(S – I) = (G – T) + (X – M)
So total private savings (S) is equal to private investment (I) plus the public deficit (spending, G minus taxes, T) plus net exports (exports (X) minus imports (M)), where net exports represent the net savings of non-residents. That has to hold as a matter of accounting. It is not my opinion.
Thus, when an external deficit (X – M < 0) and public surplus (G - T < 0) coincide, there must be a private deficit. While private spending can persist for a time under these conditions using the net savings of the external sector, the private sector becomes increasingly indebted in the process.
I've continued my skepticism on Chartalism's basic arguments. First, I don't think, as many of them claim, that mainstream economists are ignoring an accounting identity. I am not particularly mainstream, but I think Chartalists are over-selling their argument.
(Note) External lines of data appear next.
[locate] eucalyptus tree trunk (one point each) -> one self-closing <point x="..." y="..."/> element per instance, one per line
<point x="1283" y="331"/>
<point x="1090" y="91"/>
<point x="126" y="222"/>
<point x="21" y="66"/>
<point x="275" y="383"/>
I agree with the above accounting equation. What concerns I have are two fold:
1. That the causality does not necessarily have to be government deficits CAUSING a net savings. An accounting identity is just that - it is not a model of causality. THe identity leaves open numerous and simultaneous causation runs. Net savings could fund deficits, a capital account surplus could fund net investment....
2. I disagree with the above statement, "...private spending can persist for a time under these conditions using the net savings of the external sector, (but) the private sector becomes increasingly indebted in this process."
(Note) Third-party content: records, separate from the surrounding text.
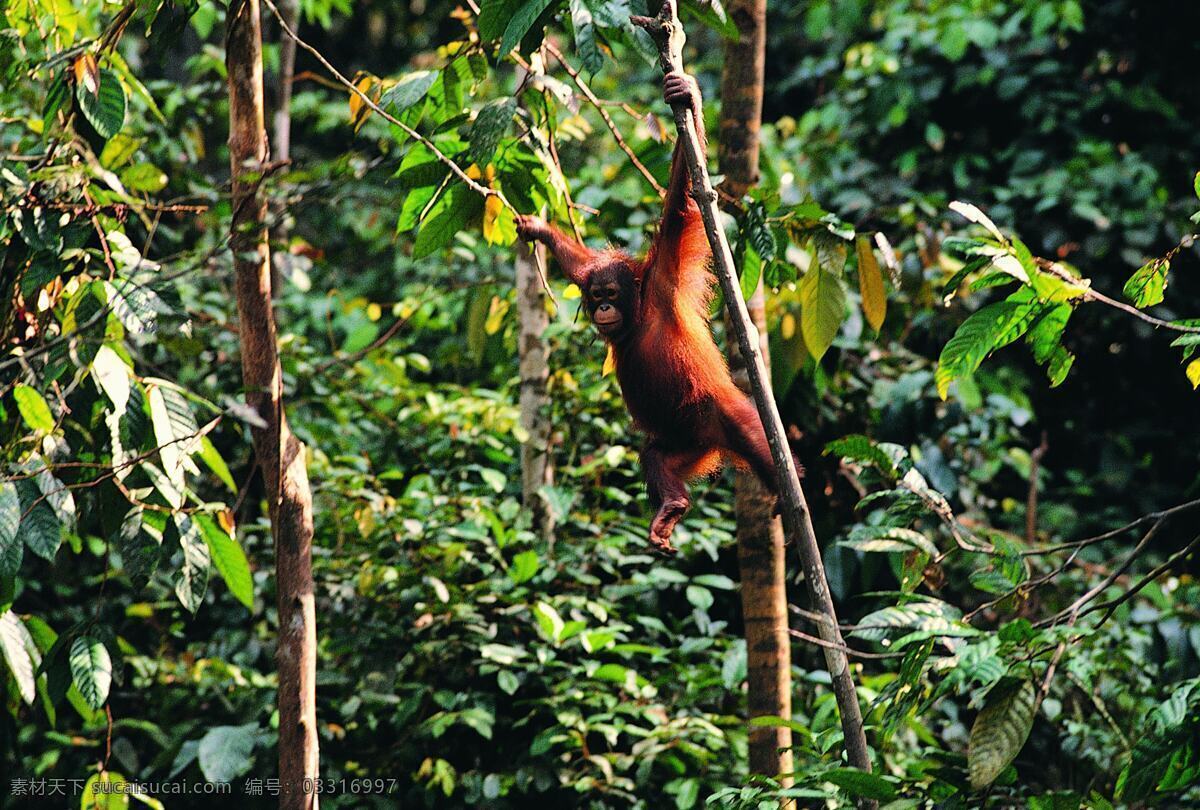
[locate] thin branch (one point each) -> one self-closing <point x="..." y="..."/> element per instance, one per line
<point x="1031" y="501"/>
<point x="391" y="119"/>
<point x="844" y="648"/>
<point x="1091" y="294"/>
<point x="1114" y="604"/>
<point x="604" y="114"/>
How is this supposed indebtedness a given? If we are running a current account deficit, and by definition a capital account surplus, foreigners are providing us part of their savings to fund our negative net savings and government debt. What is it about this that is unsustainable for as long as our currency and economy is strong?
I agree with the typical post-Keynesian argument that debts financed from abroad can lead to bubbles in some cases, but not necessarily this Chartalist subgroup. I don't see how this means the solution is for government debt (deficit spending) to replace foreign funding to pay for investment spending. Further, I don't see how encouraging further private savings (less consumption) would be somehow less attractive than running large government deficits.
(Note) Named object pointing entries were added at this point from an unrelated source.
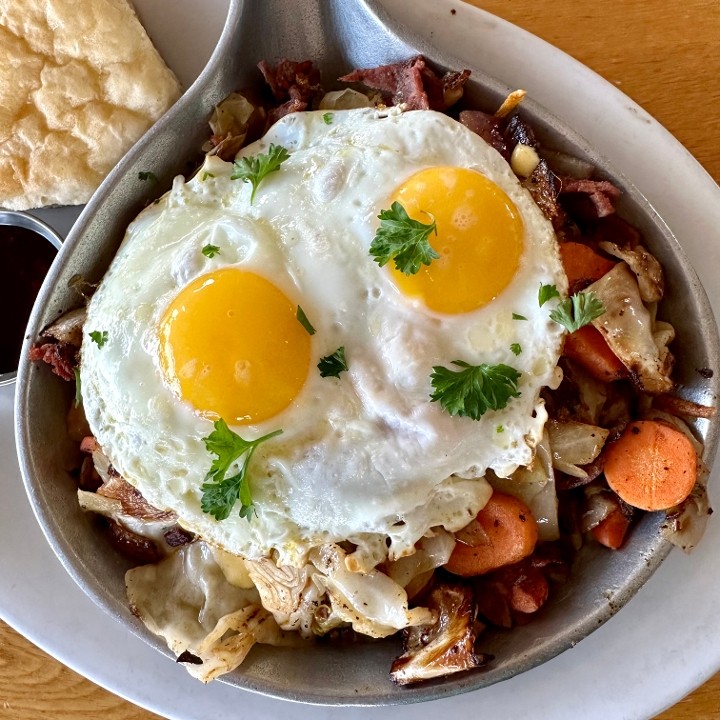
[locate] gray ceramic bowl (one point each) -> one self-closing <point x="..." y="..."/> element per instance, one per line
<point x="339" y="35"/>
<point x="27" y="222"/>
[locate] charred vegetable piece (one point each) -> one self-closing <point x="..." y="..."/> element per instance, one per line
<point x="445" y="647"/>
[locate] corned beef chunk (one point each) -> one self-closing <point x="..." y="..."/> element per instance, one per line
<point x="488" y="127"/>
<point x="60" y="356"/>
<point x="413" y="83"/>
<point x="589" y="199"/>
<point x="291" y="80"/>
I get that the government is the monopolist of money and therefore has no offsetting liabilities for money assets in aggregate. I don't get how it necessarily follows, given the above, that the government should just spend and spend and spend, and print and print and print.
I'm still open to dialogue on this, but I have to say, the inability of chartalists to present a cohesive argument is not appealing. (And I've read up a LOT on this subject).